By all reports, the supercommittee remains at an impasse. Republicans last week rejected a Democratic proposal to reduce the deficit by $3 trillion in part by raising $1.3 trillion in new tax revenue. Democrats then rejected a Republican offer to cut more than $2 trillion without raising taxes by cutting entitlements more deeply.
Even after word of those proposals leaked, supercommittee members declined to fully detail the offers or comment about them publicly.
Criticism has been particularly fierce among the 29 House freshmen who opposed the August debt deal that created the supercommittee.
“I have yet to find a single person in my district who approves of 535 members of Congress delegating this serious responsibility to a mere 12 members,” said Rep. Mo Brooks (R-Ala.), who complained that supercommittee members have told their colleagues that they are operating under a “cone of silence.”
“The people in my district are appalled, frustrated and angry by the process,” Brooks said.
Rep. Joe Walsh (R-Ill.), elected a year ago with tea party backing, called the supercommittee “a stupid idea” that appears no better for its weeks of quiet work than it did back in August. “We came to Washington to make the hard decisions to turn this country around,” he said. “Putting that on some other committee instead of us doing our job? Shame on us.”
Some of those who backed its creation said the special committee might not have been their first choice for approaching deficit reduction but was a necessary concession to the Senate during August’s bruising fight over the debt ceiling.
And some urged patience.
“We have a model put into place,” said Rep.
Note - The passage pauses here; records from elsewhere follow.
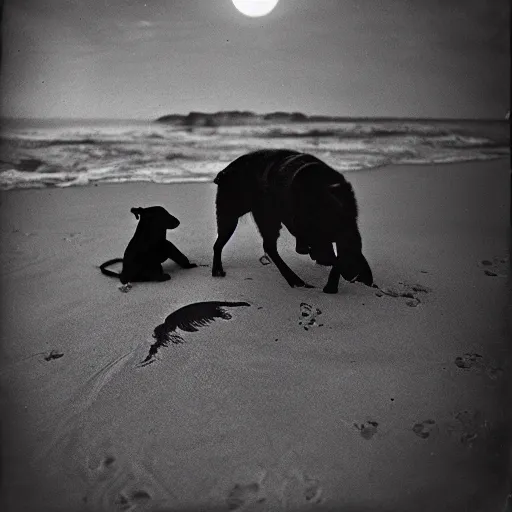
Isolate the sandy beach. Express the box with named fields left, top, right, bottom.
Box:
left=0, top=159, right=512, bottom=512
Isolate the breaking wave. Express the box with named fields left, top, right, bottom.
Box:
left=0, top=120, right=510, bottom=190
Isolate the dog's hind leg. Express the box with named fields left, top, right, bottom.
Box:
left=212, top=215, right=238, bottom=277
left=253, top=209, right=313, bottom=288
left=162, top=240, right=197, bottom=268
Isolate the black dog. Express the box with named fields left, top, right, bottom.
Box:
left=100, top=206, right=197, bottom=284
left=212, top=149, right=373, bottom=293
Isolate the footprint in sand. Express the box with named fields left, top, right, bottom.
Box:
left=299, top=302, right=323, bottom=331
left=478, top=256, right=510, bottom=277
left=448, top=409, right=489, bottom=448
left=375, top=281, right=432, bottom=308
left=226, top=482, right=265, bottom=510
left=218, top=465, right=267, bottom=511
left=454, top=352, right=503, bottom=380
left=412, top=420, right=436, bottom=439
left=282, top=471, right=322, bottom=510
left=354, top=421, right=379, bottom=441
left=83, top=455, right=152, bottom=512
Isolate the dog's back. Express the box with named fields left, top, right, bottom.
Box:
left=212, top=149, right=373, bottom=293
left=214, top=149, right=358, bottom=240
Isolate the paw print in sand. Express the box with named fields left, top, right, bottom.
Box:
left=375, top=281, right=432, bottom=308
left=478, top=256, right=510, bottom=277
left=412, top=419, right=436, bottom=439
left=299, top=302, right=323, bottom=331
left=354, top=421, right=379, bottom=440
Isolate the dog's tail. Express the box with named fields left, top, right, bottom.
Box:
left=100, top=258, right=123, bottom=277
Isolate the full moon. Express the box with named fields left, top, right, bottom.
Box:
left=232, top=0, right=279, bottom=18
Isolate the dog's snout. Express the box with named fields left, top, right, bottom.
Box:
left=167, top=216, right=180, bottom=229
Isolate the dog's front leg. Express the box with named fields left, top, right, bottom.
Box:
left=323, top=264, right=341, bottom=293
left=212, top=215, right=238, bottom=277
left=263, top=239, right=313, bottom=288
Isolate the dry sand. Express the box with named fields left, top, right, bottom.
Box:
left=0, top=161, right=511, bottom=512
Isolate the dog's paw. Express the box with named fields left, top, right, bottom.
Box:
left=118, top=283, right=132, bottom=293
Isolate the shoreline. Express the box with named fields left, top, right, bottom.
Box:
left=0, top=159, right=512, bottom=512
left=0, top=155, right=511, bottom=193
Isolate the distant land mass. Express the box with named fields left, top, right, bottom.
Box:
left=156, top=110, right=347, bottom=127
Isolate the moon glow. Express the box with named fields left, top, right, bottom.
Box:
left=232, top=0, right=279, bottom=18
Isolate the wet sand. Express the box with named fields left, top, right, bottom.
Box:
left=0, top=160, right=512, bottom=512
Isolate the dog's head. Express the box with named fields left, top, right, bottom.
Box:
left=130, top=206, right=180, bottom=229
left=336, top=251, right=373, bottom=286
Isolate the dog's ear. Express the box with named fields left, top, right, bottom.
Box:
left=130, top=208, right=144, bottom=220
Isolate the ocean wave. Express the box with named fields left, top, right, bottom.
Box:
left=0, top=121, right=510, bottom=190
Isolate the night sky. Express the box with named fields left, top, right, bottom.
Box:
left=0, top=0, right=510, bottom=119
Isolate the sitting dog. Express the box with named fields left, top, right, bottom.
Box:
left=212, top=149, right=373, bottom=293
left=100, top=206, right=197, bottom=285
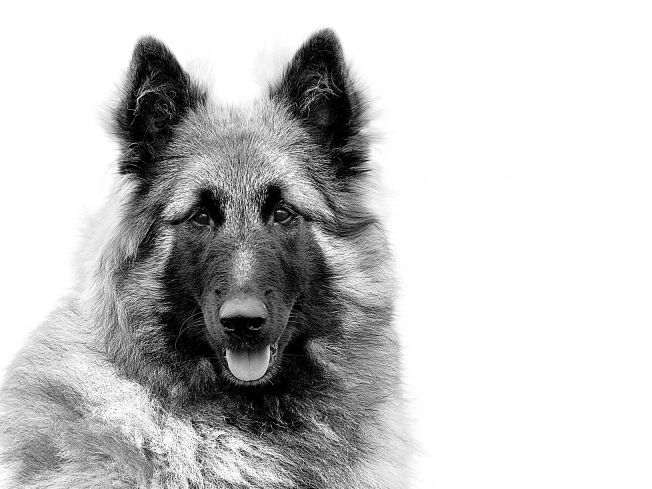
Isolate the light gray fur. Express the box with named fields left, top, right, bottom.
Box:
left=0, top=37, right=408, bottom=489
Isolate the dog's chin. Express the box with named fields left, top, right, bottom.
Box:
left=220, top=340, right=281, bottom=387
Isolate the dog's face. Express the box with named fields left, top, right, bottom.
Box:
left=116, top=31, right=372, bottom=386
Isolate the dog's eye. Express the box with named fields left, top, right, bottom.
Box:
left=274, top=207, right=294, bottom=224
left=192, top=212, right=211, bottom=226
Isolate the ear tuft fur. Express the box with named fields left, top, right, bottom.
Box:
left=270, top=29, right=368, bottom=176
left=114, top=36, right=206, bottom=178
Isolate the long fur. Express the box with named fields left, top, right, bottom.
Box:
left=0, top=30, right=408, bottom=489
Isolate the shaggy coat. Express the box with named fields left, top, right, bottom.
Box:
left=0, top=30, right=407, bottom=489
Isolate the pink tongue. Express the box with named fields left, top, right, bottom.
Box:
left=226, top=345, right=270, bottom=382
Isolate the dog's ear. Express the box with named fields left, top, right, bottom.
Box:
left=270, top=29, right=367, bottom=176
left=114, top=37, right=206, bottom=177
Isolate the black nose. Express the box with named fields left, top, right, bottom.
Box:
left=220, top=296, right=268, bottom=338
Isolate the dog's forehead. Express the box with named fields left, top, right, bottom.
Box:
left=160, top=102, right=326, bottom=214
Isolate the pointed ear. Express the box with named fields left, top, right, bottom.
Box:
left=270, top=29, right=368, bottom=176
left=114, top=37, right=206, bottom=177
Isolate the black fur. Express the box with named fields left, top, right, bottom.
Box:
left=0, top=30, right=406, bottom=489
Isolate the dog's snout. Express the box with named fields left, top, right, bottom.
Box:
left=220, top=296, right=268, bottom=337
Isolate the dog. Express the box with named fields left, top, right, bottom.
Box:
left=0, top=29, right=410, bottom=489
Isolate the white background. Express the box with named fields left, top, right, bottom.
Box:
left=0, top=1, right=652, bottom=489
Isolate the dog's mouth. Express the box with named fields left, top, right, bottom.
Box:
left=222, top=341, right=278, bottom=382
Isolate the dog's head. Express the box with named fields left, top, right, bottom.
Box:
left=109, top=30, right=374, bottom=385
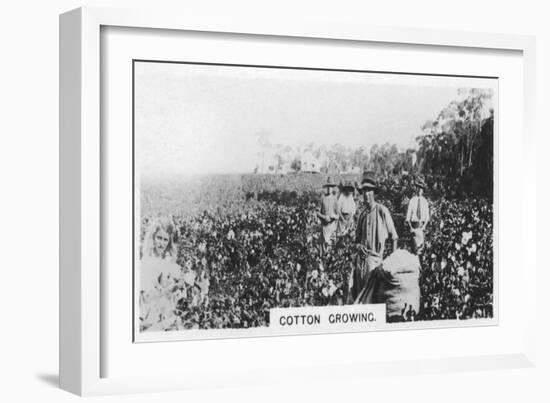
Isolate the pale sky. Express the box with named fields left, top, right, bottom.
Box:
left=135, top=62, right=497, bottom=176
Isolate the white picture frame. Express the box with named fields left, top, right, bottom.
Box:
left=60, top=8, right=538, bottom=395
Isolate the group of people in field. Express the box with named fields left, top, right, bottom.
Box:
left=136, top=171, right=430, bottom=331
left=317, top=171, right=430, bottom=302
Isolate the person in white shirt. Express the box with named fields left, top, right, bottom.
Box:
left=405, top=178, right=430, bottom=255
left=336, top=181, right=357, bottom=237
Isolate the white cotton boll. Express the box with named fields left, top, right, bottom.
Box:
left=462, top=231, right=472, bottom=245
left=382, top=249, right=420, bottom=273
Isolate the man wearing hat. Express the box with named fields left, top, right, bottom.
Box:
left=336, top=181, right=357, bottom=237
left=317, top=176, right=338, bottom=255
left=405, top=178, right=430, bottom=254
left=350, top=171, right=398, bottom=301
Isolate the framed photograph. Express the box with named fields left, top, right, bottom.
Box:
left=60, top=8, right=537, bottom=394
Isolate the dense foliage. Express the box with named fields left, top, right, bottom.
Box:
left=142, top=175, right=493, bottom=329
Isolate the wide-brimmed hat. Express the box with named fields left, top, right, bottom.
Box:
left=340, top=181, right=355, bottom=192
left=414, top=178, right=426, bottom=189
left=323, top=176, right=338, bottom=188
left=357, top=171, right=378, bottom=191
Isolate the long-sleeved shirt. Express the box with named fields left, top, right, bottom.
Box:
left=355, top=203, right=398, bottom=256
left=320, top=194, right=338, bottom=225
left=406, top=196, right=430, bottom=223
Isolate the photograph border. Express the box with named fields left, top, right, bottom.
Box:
left=59, top=8, right=541, bottom=395
left=131, top=59, right=500, bottom=343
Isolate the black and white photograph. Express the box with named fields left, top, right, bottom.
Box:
left=132, top=60, right=498, bottom=341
Mike Kelly (R-Pa.), who had exhorted fellow Republicans to rally around their leaders at a GOP meeting not long before the August deal was approved. “Let’s let it play out. . . . Sometimes we weigh in too early, and we start throwing stones.”
But even among those who backed the supercommittee’s creation, a number said they saw its recommendations only as a first step, and promised to push for deeper reforms and a balanced-budget amendment to the Constitution to force deeper cuts in the future.
“I’ve told our members, ‘I love you guys, and I’ve got great confidence in you,’ ” Huizenga said. “But I’ve got little confidence in the ability of the structure to work.”